Open Adamdad opened 4 weeks ago

Adamdad commented 4 weeks ago

KAN was strong but faced scalability issues. We tackled this with 3 simple tricks. By combining KAN with Transformers, we've built a much stronger and more scalable model. 💪

📄 Paper: https://arxiv.org/abs/2409.10594 💻 Code: https://github.com/Adamdad/kat

K-H-Ismail commented 3 weeks ago

Great work! I am trying to reproduce your results right now. The init as GELU or ReLU trick was very well thought out! Padé approximant was also a trail to follow. I am investigating if other polynomial activations could work with trick number 3 (activation init)

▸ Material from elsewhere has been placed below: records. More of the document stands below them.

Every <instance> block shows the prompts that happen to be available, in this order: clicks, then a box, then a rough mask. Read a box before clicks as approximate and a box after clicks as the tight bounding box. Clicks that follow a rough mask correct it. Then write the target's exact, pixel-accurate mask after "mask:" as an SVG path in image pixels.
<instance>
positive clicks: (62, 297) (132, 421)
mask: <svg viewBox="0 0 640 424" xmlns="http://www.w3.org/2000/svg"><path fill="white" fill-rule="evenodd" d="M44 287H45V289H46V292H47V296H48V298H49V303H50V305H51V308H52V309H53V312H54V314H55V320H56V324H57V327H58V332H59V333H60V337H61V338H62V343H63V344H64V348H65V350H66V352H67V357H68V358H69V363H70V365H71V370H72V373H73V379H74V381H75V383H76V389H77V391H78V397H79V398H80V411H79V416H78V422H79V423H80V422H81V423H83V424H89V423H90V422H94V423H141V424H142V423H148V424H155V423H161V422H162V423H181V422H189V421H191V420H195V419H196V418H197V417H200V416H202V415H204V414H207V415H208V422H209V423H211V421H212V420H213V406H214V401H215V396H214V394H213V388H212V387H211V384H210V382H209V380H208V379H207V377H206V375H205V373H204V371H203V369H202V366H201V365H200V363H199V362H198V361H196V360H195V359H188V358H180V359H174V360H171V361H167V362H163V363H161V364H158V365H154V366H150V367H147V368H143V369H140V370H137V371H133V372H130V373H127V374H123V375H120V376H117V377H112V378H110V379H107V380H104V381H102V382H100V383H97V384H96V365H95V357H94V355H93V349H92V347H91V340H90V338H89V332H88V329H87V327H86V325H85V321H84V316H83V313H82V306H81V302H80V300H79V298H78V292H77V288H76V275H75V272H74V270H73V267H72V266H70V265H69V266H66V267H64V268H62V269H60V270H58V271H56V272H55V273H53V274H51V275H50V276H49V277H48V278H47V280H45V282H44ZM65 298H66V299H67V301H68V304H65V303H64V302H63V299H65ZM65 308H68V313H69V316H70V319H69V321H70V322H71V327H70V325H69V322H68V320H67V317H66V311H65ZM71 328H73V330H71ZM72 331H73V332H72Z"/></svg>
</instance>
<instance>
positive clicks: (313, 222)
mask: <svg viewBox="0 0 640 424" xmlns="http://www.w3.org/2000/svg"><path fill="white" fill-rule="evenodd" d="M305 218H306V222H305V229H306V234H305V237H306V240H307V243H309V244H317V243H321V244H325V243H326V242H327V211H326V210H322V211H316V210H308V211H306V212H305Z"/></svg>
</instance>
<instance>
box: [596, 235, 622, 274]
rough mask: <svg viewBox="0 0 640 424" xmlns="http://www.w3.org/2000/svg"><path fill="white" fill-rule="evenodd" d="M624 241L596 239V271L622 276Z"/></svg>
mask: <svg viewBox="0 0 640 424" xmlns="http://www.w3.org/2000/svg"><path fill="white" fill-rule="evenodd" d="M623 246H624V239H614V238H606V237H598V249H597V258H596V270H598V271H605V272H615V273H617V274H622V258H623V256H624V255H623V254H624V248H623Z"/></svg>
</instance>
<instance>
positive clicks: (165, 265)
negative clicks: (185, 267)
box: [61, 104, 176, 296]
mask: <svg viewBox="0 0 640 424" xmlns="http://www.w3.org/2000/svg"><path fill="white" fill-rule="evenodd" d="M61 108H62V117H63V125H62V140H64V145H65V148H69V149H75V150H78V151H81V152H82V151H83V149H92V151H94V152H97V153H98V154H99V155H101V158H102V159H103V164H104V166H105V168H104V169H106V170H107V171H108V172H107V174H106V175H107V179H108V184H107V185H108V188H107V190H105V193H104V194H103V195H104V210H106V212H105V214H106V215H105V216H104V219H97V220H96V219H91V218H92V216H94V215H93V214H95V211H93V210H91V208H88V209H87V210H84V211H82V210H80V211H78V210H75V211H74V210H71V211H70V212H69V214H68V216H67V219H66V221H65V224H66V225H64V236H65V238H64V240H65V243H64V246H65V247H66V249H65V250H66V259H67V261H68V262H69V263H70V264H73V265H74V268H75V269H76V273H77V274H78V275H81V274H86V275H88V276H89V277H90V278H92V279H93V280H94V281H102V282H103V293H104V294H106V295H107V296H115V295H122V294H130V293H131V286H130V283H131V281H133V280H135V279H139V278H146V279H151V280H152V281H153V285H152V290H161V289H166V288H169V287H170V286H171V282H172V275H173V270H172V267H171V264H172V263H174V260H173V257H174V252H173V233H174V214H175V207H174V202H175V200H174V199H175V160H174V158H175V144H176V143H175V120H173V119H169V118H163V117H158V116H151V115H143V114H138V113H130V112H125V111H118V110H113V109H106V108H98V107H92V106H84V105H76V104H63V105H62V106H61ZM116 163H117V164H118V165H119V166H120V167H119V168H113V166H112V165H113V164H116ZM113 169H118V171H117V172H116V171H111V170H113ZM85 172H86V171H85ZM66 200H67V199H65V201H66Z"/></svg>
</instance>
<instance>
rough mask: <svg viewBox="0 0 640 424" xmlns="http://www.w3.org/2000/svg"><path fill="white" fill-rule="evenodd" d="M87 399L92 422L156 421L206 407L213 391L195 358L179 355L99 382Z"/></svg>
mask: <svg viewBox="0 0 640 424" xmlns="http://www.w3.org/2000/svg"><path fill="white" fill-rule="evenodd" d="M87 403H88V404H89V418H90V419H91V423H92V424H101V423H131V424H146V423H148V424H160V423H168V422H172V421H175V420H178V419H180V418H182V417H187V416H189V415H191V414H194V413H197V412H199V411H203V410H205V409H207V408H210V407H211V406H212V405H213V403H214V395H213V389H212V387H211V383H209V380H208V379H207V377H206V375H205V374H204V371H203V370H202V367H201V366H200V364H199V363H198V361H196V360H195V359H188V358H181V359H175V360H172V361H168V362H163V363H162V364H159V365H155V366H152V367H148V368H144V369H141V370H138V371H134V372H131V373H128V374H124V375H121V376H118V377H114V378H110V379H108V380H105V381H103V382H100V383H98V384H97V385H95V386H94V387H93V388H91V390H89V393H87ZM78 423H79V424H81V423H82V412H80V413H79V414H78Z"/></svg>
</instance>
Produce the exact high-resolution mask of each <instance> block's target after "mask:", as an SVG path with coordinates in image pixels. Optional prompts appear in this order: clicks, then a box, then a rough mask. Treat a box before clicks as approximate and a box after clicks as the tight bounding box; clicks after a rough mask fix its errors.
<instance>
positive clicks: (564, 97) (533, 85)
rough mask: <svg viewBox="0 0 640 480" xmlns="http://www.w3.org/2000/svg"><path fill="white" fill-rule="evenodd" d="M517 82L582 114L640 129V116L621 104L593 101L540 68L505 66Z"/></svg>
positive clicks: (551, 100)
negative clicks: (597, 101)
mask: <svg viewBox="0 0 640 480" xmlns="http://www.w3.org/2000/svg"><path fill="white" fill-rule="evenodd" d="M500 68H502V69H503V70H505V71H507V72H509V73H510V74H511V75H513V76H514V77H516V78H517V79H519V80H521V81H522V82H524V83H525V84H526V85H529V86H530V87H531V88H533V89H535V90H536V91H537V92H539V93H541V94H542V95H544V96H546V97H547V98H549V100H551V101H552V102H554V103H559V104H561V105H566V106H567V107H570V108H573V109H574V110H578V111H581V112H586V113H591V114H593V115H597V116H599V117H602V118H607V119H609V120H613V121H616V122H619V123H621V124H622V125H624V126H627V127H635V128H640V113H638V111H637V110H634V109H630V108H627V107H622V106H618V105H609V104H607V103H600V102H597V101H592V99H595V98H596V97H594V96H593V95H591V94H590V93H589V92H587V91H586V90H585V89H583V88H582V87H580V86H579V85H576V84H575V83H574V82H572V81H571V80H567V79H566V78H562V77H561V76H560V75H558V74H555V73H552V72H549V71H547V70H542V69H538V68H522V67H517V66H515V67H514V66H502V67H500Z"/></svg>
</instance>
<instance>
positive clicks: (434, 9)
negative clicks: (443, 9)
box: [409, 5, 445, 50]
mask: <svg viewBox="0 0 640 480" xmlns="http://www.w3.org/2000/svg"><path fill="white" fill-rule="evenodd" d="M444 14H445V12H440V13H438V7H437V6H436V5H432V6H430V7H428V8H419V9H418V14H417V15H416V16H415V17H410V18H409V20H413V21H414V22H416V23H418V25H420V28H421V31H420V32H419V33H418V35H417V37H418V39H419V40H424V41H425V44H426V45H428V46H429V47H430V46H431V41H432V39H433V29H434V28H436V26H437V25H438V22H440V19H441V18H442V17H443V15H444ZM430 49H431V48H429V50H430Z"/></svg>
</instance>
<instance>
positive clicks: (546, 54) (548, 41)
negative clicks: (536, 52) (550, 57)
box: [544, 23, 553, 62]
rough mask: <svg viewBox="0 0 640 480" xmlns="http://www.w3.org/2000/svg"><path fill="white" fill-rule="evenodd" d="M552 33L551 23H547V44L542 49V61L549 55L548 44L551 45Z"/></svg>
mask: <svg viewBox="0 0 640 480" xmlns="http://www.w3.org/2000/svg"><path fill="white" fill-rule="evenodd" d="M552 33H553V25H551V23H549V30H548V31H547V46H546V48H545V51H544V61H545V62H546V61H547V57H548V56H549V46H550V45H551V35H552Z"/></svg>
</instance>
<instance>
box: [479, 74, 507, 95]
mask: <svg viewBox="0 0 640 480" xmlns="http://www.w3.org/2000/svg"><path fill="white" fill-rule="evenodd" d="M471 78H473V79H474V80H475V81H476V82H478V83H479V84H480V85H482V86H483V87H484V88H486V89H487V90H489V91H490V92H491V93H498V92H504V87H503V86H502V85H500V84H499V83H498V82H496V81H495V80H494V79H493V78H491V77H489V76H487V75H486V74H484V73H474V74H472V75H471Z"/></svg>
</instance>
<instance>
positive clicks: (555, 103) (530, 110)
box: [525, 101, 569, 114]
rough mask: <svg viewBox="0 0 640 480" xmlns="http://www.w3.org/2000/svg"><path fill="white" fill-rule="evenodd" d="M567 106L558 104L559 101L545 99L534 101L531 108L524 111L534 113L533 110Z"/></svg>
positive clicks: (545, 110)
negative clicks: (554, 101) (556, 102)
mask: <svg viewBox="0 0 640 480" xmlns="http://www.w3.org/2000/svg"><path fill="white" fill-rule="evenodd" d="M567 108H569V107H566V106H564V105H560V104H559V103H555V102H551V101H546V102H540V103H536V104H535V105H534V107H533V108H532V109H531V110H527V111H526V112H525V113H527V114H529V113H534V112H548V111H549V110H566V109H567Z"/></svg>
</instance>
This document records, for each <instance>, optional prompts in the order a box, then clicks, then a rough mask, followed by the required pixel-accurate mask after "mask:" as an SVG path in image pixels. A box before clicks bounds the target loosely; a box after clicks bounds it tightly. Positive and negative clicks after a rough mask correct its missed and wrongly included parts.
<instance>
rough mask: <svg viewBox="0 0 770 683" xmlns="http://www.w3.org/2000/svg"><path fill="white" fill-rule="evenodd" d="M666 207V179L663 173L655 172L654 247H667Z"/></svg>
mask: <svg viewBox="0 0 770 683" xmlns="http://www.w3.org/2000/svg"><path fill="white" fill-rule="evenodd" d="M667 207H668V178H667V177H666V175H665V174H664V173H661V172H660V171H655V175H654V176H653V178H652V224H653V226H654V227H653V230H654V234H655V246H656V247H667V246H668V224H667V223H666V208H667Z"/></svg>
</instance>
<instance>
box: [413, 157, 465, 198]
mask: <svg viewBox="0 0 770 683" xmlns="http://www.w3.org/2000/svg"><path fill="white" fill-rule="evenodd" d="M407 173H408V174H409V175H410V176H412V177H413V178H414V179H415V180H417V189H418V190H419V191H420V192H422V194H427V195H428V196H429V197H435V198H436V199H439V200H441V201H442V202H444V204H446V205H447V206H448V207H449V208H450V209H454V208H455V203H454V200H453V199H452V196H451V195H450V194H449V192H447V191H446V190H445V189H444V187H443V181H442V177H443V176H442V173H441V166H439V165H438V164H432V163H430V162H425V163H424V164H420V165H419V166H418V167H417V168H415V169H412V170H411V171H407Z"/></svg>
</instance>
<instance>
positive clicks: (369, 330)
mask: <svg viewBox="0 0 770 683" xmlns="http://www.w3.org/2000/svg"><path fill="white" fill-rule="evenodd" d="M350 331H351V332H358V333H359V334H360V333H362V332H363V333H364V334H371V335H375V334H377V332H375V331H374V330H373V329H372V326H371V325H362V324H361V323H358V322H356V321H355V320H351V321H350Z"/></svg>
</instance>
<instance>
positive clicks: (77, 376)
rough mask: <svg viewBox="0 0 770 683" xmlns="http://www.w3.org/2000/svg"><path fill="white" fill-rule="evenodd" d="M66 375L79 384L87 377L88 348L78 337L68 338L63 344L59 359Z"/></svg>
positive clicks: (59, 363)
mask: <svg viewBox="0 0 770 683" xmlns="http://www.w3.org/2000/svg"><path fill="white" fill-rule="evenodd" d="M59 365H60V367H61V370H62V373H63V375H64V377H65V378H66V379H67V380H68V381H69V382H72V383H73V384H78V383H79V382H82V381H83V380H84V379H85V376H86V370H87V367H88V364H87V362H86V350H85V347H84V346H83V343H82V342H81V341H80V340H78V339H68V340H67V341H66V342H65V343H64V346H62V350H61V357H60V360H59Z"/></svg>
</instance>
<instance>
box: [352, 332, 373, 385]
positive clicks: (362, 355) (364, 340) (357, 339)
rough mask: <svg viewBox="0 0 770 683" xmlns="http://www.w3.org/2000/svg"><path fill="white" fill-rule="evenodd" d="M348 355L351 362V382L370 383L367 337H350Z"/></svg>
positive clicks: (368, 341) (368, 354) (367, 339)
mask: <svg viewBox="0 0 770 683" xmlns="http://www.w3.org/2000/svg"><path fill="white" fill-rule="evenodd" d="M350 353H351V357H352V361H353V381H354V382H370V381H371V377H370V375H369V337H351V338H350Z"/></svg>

Adamdad commented 3 weeks ago

hello @K-H-Ismail other polynomial activations could be a potential direction to explore. But i think the problem is that with rational function, The denominator serves a certain kind of normalization. If using other polynomial functions, we need to apply additional normalize layers in the network.

K-H-Ismail commented 3 weeks ago

Hello @Adamdad, Yes, exactly, actually there is a lot of literature proving mathematically that the universal approximation property is equivalent to the activation being non-polynomial. However, I found no theory with polynomials initialized as ReLU nor with rational polynomials.

PS: do you accept pull request on https://github.com/Adamdad/kat ?

Adamdad commented 3 weeks ago

Of course, welcome to send pull request😁

K-H-Ismail commented 3 weeks ago

@Adamdad. In your paper, you used a polynomial of degree 5 in the numerator and a polynomial of degree 4 in the denominator. The degree of the rational fraction is then 5-4 = 1. This is like having a polynomial of degree 1 which is homogeneous with ReLU. The degree of the gradient is 1-1= 0, which is homogenous with a constant. I think this is no coincidence.

Other than that, if degree of numerator >> degree of denominator, the activation will suffer from exploding gradients, just like with simple polynomials as the limit is infinite at infinity. If degree of numerator << degree of denominator, then limit goes to 0 in infinity, this might lead to vanishing gradients.

Finally, I think that the choice of the degree of the polynomials should be such that deg(nominator) - deg(denominator) = 1.